For years, The New York Times has engaged in advocacy journalism regarding the peace process, as part of its general coverage geared to indicting Israel. (See, for example, “New York Times Plays Blame Game on Negotiations Impasse” “New York Times Promotes (Actual) Palestinian Talking Point” “New York Times Selective About Apportioning Blame in the Arab-Israeli Conflict” and “The New York Times Guide to Peace Negotiations.”)
Correspondents Jodi Rudoren and Isabel Kershner’s current post-mortem on the latest US-brokered Israeli-Palestinian peace negotiations, entitled “Arc of a Failed Deal: How Nine Months of Mideast Talks Ended in Disarray,” once again displays the abandonment of journalistic objectivity in the quest to blame Israel.
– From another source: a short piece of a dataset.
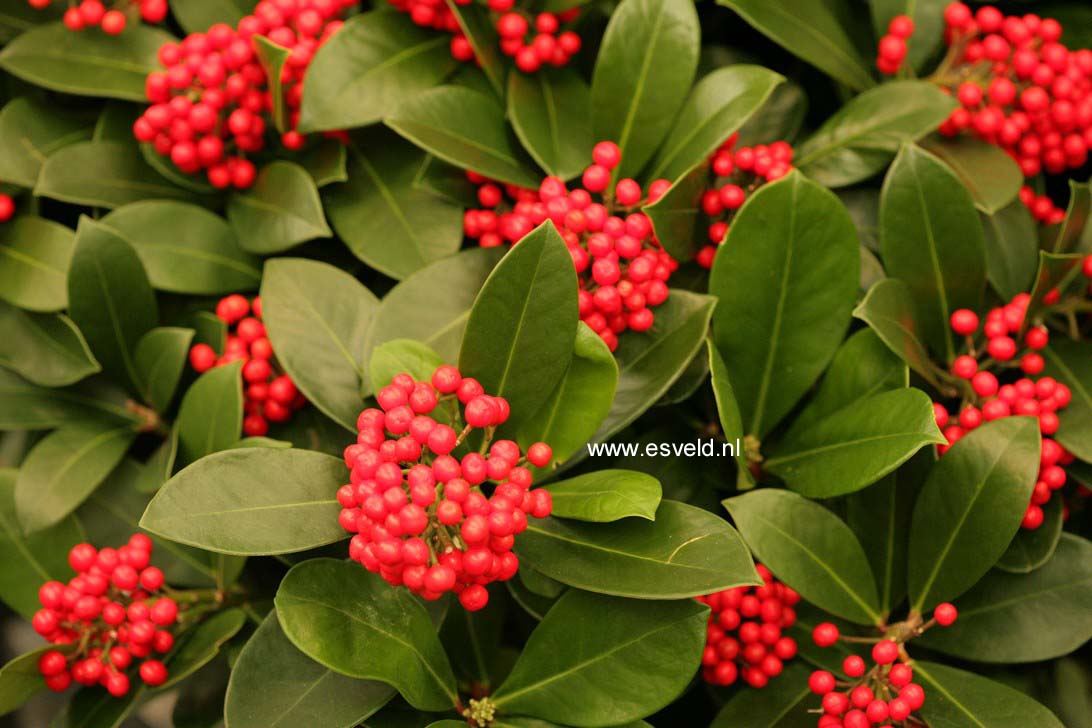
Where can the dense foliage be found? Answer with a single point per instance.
(546, 362)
This overtly partisan article could more aptly have been entitled “How Israel Undermined the Peace Process,” or “It’s All About Israeli Settlements” or “Let’s Blame Netanyahu and Justify Abbas.”
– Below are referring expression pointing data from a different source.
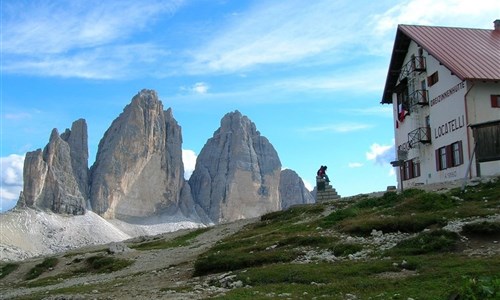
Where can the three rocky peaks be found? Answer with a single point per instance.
(138, 172)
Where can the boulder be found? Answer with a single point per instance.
(292, 190)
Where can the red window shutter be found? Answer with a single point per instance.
(495, 101)
(460, 152)
(410, 167)
(449, 156)
(437, 160)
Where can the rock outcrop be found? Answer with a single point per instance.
(237, 172)
(138, 173)
(292, 190)
(138, 170)
(57, 177)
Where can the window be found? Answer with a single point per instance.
(456, 154)
(433, 79)
(495, 100)
(449, 156)
(411, 169)
(441, 155)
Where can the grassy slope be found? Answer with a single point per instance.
(429, 264)
(272, 258)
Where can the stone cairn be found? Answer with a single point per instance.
(324, 191)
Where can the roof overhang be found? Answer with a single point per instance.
(400, 48)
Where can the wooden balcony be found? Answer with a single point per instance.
(419, 135)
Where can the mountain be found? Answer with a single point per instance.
(237, 173)
(410, 245)
(56, 178)
(136, 185)
(138, 170)
(292, 190)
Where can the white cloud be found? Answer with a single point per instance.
(461, 13)
(381, 154)
(278, 32)
(355, 165)
(339, 127)
(87, 39)
(11, 180)
(189, 160)
(200, 88)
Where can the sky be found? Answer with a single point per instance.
(309, 74)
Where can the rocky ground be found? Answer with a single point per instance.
(155, 274)
(168, 273)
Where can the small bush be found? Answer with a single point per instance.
(7, 269)
(428, 202)
(405, 223)
(292, 213)
(427, 242)
(339, 215)
(480, 288)
(217, 262)
(180, 241)
(42, 267)
(345, 249)
(104, 264)
(482, 228)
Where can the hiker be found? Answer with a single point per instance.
(322, 173)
But Mr. Netanyahu refused to risk alienating Israel’s right wing by restraining construction in West Bank and East Jerusalem settlements.
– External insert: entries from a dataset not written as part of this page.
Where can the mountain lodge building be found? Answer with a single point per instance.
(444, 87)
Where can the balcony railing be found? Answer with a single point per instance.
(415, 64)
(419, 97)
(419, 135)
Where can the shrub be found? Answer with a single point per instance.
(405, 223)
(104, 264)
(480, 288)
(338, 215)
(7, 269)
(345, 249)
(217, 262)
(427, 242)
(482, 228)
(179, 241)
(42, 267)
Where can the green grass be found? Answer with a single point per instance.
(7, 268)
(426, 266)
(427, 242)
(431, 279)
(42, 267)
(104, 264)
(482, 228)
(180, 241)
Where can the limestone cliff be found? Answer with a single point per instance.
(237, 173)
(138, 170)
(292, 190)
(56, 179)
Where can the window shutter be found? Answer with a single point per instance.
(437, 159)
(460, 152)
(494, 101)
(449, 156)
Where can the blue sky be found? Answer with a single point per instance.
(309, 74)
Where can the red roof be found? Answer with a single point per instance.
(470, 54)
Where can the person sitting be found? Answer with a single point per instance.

…The first turning point came Nov. 5. After the second of Israel’s four promised batches of prisoners were released, amid anguished protests in Jerusalem, various plans for nearly 20,000 settlement units were pushed forward over five days (some were later withdrawn)…. [emphasis added]…Tzipi Livni acknowledged that continued settlement construction was a problem…. [emphasis added]
… Mr. Kerry condemned the construction. [emphasis added]
Mr. Abbas, looking for a dignified exit from the public stage and furious over the settlement building, never responded to the ideas Mr. Kerry’s team had formulated for a framework to guide further negotiations.…
“He had shut down,” said one of several American officials interviewed. “As he comes to the end of his life and certainly the end of his term in office, he’s fed up.”
“His experience in the last nine months, of settlements gone wild,” this official added, ” I think has just convinced him that he doesn’t have a partner.”
But the next day, Palestine Liberation Organization leaders held hands aloft with those from Hamas. Israel immediately canceled the scheduled negotiating session, and 24 hours later, froze talks indefinitely.